Dominic by Mark Pryor
Prometheus Books: 1/2/18
eBook review copy; 239 pages
ISBN-13:
9781633883659
Hollow Man #2
Dominic by Mark Pryor is a recommended novel featuring a psychopathic antihero.
Dominic is a charming Englishman,
prosecutor in juvenile court, and musician living in Austin, Texas. He
is also a psychopath who got away with murder a year ago. Dominic has
known since he was in school in England that he is a psychopath. He has
no natural sense of empathy, guilt, or fear, so he has studied other
people to learn how to imitate appropriate responses. But he can also
recognize other psychopaths, which is how he recognized that Bobby, the
teenage brother of the young woman he is seeing, is also a psychopath.
For his nameless girlfriend, Dominic has been trying to protect Bobby
from incarceration and steer him in the right direction, but, as he well
knows, psychopaths think they are too clever to get caught and aren't
good at
impulse control or following directions.
When Brian
McNulty, Dominic's annoying fellow juvenile prosecutor, expresses
interest in a judicial position that Dominic is also interested in,
Dominic knows he's going to have to orchestrate a plan. Adding to the
problems is Detective Megan Ledsome, an officer who
is still keeping an eye on Dominic and suspects he was involved in the
unsolved murder from a year ago. Dominic needs to come up with a
complicated plan to keep himself safe and get what he wants.

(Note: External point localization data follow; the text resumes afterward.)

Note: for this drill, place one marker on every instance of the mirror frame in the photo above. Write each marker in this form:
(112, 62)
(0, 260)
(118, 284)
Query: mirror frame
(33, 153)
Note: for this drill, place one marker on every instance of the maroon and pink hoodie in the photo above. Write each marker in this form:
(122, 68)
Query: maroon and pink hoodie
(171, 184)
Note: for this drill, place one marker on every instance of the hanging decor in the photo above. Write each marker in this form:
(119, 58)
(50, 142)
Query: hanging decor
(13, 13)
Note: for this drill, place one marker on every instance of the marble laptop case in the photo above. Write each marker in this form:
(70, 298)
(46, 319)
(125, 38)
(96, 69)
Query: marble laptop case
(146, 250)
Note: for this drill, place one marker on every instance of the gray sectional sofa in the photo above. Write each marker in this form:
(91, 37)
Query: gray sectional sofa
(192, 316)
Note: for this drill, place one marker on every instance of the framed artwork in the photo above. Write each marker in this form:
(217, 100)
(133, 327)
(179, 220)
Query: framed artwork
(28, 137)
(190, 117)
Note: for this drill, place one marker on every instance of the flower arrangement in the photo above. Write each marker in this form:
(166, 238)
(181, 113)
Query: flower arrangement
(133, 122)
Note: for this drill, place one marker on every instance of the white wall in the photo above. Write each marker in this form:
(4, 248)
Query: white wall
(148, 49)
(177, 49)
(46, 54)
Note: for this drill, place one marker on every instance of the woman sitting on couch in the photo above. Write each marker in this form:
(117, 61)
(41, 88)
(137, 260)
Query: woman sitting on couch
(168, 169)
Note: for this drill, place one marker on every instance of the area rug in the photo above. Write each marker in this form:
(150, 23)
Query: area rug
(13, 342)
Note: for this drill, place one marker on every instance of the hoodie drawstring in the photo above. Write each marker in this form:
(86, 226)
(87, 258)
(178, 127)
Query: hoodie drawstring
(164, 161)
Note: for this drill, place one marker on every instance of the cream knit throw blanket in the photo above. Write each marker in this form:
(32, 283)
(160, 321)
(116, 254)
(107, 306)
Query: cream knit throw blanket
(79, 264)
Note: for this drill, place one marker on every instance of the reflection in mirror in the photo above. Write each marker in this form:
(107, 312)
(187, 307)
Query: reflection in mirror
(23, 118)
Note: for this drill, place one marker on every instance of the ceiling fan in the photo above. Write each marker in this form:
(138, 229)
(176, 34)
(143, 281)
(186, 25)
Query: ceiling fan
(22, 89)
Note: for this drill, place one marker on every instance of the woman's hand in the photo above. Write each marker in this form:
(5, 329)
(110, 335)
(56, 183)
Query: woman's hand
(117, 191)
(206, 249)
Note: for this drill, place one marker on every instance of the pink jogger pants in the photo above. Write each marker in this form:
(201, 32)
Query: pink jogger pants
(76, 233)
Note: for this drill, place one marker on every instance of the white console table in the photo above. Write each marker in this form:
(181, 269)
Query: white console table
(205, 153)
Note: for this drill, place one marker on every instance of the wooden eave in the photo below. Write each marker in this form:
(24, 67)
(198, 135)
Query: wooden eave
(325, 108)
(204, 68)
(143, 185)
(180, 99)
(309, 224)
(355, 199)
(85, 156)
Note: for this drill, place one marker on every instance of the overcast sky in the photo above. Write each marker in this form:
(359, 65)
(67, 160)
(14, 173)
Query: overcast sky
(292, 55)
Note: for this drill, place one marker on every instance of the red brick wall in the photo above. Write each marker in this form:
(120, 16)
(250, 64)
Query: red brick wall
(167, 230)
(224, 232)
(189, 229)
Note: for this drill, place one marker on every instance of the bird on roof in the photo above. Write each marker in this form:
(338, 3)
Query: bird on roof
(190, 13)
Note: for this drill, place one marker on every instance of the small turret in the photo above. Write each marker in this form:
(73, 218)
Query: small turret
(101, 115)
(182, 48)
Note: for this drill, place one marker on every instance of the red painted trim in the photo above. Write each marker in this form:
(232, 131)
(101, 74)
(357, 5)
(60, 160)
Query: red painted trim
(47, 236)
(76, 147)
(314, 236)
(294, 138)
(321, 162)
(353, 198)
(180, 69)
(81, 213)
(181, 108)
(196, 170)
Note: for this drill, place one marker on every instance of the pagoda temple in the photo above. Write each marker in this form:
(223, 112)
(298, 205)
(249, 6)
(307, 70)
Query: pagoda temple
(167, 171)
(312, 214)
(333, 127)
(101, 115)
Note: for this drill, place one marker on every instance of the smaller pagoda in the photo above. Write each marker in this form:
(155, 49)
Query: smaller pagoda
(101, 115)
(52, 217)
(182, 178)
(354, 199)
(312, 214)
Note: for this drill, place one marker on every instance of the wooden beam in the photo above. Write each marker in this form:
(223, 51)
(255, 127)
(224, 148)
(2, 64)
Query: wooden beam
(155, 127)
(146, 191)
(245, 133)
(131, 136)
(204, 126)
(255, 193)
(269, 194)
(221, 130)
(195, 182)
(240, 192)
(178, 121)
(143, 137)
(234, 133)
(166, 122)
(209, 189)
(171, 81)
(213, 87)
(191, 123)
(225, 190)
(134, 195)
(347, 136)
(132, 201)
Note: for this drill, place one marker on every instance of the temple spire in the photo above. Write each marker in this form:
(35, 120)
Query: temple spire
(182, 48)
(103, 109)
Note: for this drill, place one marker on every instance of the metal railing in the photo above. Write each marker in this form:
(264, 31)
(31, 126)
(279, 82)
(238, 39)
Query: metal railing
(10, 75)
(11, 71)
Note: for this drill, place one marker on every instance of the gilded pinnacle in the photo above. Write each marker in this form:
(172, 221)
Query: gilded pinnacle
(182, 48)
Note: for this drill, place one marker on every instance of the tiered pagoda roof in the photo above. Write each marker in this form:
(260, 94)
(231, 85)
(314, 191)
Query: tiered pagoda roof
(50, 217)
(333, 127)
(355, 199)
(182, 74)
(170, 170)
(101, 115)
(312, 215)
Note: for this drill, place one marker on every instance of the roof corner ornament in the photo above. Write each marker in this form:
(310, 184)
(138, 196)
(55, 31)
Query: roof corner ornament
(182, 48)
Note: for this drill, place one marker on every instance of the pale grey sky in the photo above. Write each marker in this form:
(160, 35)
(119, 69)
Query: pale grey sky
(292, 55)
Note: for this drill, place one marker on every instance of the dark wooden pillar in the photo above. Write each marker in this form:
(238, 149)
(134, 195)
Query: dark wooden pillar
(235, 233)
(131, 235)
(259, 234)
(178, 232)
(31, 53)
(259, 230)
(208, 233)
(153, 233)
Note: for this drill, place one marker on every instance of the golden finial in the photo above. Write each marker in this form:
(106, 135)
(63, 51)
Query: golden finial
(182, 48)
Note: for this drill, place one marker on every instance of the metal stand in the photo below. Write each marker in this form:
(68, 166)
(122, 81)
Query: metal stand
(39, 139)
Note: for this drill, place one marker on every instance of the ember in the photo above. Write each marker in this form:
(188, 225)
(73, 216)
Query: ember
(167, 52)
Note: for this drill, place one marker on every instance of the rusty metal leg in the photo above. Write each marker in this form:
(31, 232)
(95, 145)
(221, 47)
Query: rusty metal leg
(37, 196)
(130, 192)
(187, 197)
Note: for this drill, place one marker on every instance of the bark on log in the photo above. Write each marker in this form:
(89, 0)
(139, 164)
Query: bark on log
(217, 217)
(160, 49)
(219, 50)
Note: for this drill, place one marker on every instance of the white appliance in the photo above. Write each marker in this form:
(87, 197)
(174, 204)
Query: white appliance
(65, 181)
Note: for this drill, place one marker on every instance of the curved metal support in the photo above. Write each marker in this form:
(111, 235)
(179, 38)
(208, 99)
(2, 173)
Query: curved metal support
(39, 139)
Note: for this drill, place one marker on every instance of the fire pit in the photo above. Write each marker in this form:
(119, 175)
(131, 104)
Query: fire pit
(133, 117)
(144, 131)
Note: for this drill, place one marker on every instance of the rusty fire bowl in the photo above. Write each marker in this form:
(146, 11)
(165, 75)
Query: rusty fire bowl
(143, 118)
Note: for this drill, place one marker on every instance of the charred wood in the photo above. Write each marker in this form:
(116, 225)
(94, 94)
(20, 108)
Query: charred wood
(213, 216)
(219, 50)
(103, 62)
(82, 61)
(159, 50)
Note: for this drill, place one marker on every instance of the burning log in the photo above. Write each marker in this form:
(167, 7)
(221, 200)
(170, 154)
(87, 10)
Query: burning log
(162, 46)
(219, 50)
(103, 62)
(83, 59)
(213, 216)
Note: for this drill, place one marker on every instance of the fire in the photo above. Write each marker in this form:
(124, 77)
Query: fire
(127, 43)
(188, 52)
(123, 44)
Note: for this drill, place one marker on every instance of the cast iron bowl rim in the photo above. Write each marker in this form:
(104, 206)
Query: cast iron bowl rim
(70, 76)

You can easily follow the plot in this second novel featuring Dominic without having read the first novel, 2015's Hollow Man.
The chapters alternate between the voices of Dominic, Brian, and
Dominic's girlfriend. Dominic plans out his dark, evil scheme while
maintaining his charming facade, although readers are privy to his
darker thoughts.
Dominic is well-written and certainly has some surprising plot
twists. It held my attention throughout. The biggest hurdle Pryor has to
clear is helping readers find, if not sympathy, at least some rapport
with his psychopathic antihero who lacks normal human emotions. It's
kind of a hard sell that, while it has worked for other readers, didn't
really work for me. I began to hope that Brian McNulty was not the
schlub he seemed to be and was secretly planning his own long-con behind
Dominic's back. I guess it doesn't bode well for your antihero
protagonist when the reader is hoping he gets taken down.
Disclosure:
My review copy was courtesy of Prometheus Books.